The refusal by all television and radio stations to have Turkish Cypriots freely expressing their views to a Greek Cypriot audience is not just an ‘oversight’. It is a calculated, unchanging tactic aimed at depriving Greek Cypriots of the chance to listen to how the other side responds to our official myths.
No station could claim that such a programme content would not interest viewers. Quite the contrary. Imagine, for instance, how interesting a discussion between Anastasiades and Akinci, Papadopoulos and Talat or Lillikas and Ozersay on the subject of ‘How the Cyprus problem was created and how could it be solved’ would be.
Watching such a discussion, Greek Cypriot viewers would for the first time have the opportunity to listen, for example, to the Turkish Cypriot version of how the Cyprus state was destroyed in 1963. They could give their response to our politicians’ claims over the ‘Turkish revolt’. Greek Cypriots have been hearing this version for 54 years now, without ever hearing the other side’s account of events.
Ordinary Greek Cypriots who have been served a version of events of this turbulent period only from our politicians, journalists, historians etc must surely wonder why they have never been offered the chance to hear the views of the other side. At the very least the state television channel, which is maintained by the taxpayer to the tune of tens of millions of euros every year, should provide such an opportunity.
They should ask themselves: Do we have something to hide? Why, for example, whenever a Turk or a Turkish Cypriot talks about the events between 1963 and 1974, do Cybc and the other stations, instead of telling us what was said, report the news with the stereotypical phrase: “Mr so and so repeated the well-known Turkish positions.” How are they well known if the Cybc has never broadcast them?
Only once in the CyBC’s history, some two years ago in a show presented by Soulla Hadjikyriakou, was the opportunity given to Turkish Cypriots and Greek Cypriots from Paphos that lived through the bi-communal conflict of Christmas 1963 to talks about the events. The show sparked universal outrage among the super-patriots, with the journalists of Phileleftheros and Simerini leading the way. They called for the presenter’s head because she had committed the crime of allowing Turkish Cypriots to say on air that a minaret had been blown up.
In another case, Cyprus University academic, Niazi Kizilyurek – well-known for his moderate views which are in contrast to those of the extremists of the other side – tried to refer to the events of 1963 during a TV debate on CyBC television. He was immediately interrupted by the CyBC presenter, who forbade him from saying anything about that period.
For the 196s events there is an official myth about the ‘Turkish revolt’, which the CyBC, Phileleftheros and our super-patriotic journalists view as indisputable and sacrosanct. Nobody is allowed to challenge or dispute the myth. Only once did radio show presenter Lazaros Mavros dare ask the ‘assistant staff chief’ of the Akritas organisation, Christodoulos Christodoulou, about the bomb his organisation placed at the Marcos Drakos statue in Nicosia (December 3, 1963), with the aim of blaming the Turkish Cypriot side and justifying the bloodshed which followed 20 days later. Christodoulou promptly changed subject.
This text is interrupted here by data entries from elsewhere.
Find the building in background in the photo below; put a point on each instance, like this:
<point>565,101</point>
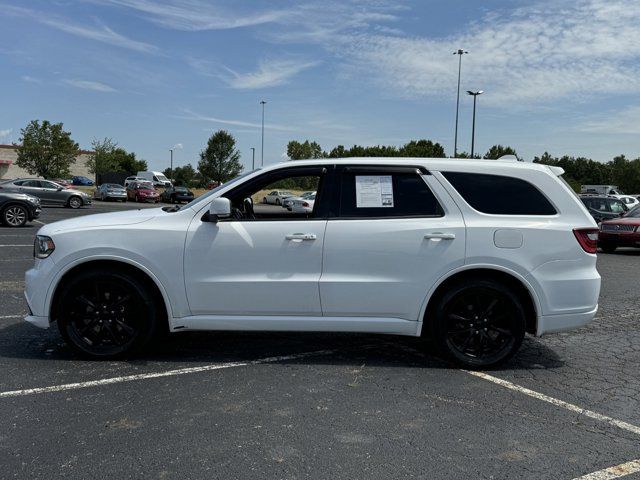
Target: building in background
<point>9,155</point>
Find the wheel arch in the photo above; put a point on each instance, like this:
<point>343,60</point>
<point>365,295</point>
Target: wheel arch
<point>511,279</point>
<point>135,269</point>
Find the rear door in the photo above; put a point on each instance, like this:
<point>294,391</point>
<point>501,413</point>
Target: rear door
<point>393,232</point>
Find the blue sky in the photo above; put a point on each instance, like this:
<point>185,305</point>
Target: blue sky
<point>562,76</point>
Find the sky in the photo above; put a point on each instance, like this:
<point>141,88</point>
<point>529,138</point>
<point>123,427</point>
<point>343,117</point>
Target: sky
<point>559,76</point>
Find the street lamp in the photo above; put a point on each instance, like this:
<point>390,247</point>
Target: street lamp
<point>458,52</point>
<point>473,128</point>
<point>262,154</point>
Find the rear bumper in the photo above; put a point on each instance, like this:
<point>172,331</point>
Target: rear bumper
<point>561,323</point>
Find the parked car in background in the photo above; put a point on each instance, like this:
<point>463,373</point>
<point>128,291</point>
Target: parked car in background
<point>157,178</point>
<point>111,191</point>
<point>603,207</point>
<point>620,232</point>
<point>468,253</point>
<point>289,201</point>
<point>133,179</point>
<point>142,192</point>
<point>48,192</point>
<point>176,194</point>
<point>276,197</point>
<point>16,209</point>
<point>304,205</point>
<point>84,181</point>
<point>629,200</point>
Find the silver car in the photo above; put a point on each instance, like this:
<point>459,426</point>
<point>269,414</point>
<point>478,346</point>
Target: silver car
<point>49,193</point>
<point>111,191</point>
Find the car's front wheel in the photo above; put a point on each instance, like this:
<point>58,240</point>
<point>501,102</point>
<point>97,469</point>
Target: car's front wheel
<point>15,216</point>
<point>479,323</point>
<point>75,202</point>
<point>106,313</point>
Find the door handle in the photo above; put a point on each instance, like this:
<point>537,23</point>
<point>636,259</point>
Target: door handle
<point>440,236</point>
<point>301,236</point>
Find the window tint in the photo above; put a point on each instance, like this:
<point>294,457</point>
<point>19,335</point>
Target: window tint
<point>500,195</point>
<point>409,195</point>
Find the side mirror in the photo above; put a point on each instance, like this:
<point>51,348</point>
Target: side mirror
<point>219,208</point>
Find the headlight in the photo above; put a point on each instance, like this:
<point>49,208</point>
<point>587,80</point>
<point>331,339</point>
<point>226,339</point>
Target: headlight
<point>43,246</point>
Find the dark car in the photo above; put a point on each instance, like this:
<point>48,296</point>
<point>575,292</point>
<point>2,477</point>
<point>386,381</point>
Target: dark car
<point>142,192</point>
<point>16,209</point>
<point>176,194</point>
<point>603,207</point>
<point>49,193</point>
<point>80,180</point>
<point>620,232</point>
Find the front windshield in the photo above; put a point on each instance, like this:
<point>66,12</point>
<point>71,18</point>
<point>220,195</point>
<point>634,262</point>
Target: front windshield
<point>203,198</point>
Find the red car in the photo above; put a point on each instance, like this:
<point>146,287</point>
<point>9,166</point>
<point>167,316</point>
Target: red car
<point>142,192</point>
<point>620,232</point>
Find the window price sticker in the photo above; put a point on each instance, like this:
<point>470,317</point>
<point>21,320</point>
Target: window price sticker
<point>374,191</point>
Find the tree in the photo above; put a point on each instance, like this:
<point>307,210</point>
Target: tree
<point>108,157</point>
<point>46,149</point>
<point>498,151</point>
<point>183,176</point>
<point>220,161</point>
<point>301,151</point>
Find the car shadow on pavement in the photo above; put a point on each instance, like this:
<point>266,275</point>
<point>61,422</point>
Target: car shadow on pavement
<point>24,341</point>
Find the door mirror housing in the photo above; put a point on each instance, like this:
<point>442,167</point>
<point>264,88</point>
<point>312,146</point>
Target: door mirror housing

And herein lies the answer to the questions raised by Panayiotides and Constantinides. Our media should not be compared to those of really democratic countries. Here, journalism does not follow the conventional, democratic path of giving all the sides of a story and offering a platform to all views. Here, the mission of journalism is the maintenance of official myths. This is why television and radio station will never give a say to Akinci or any other Turkish Cypriot that has a different take on our official myths.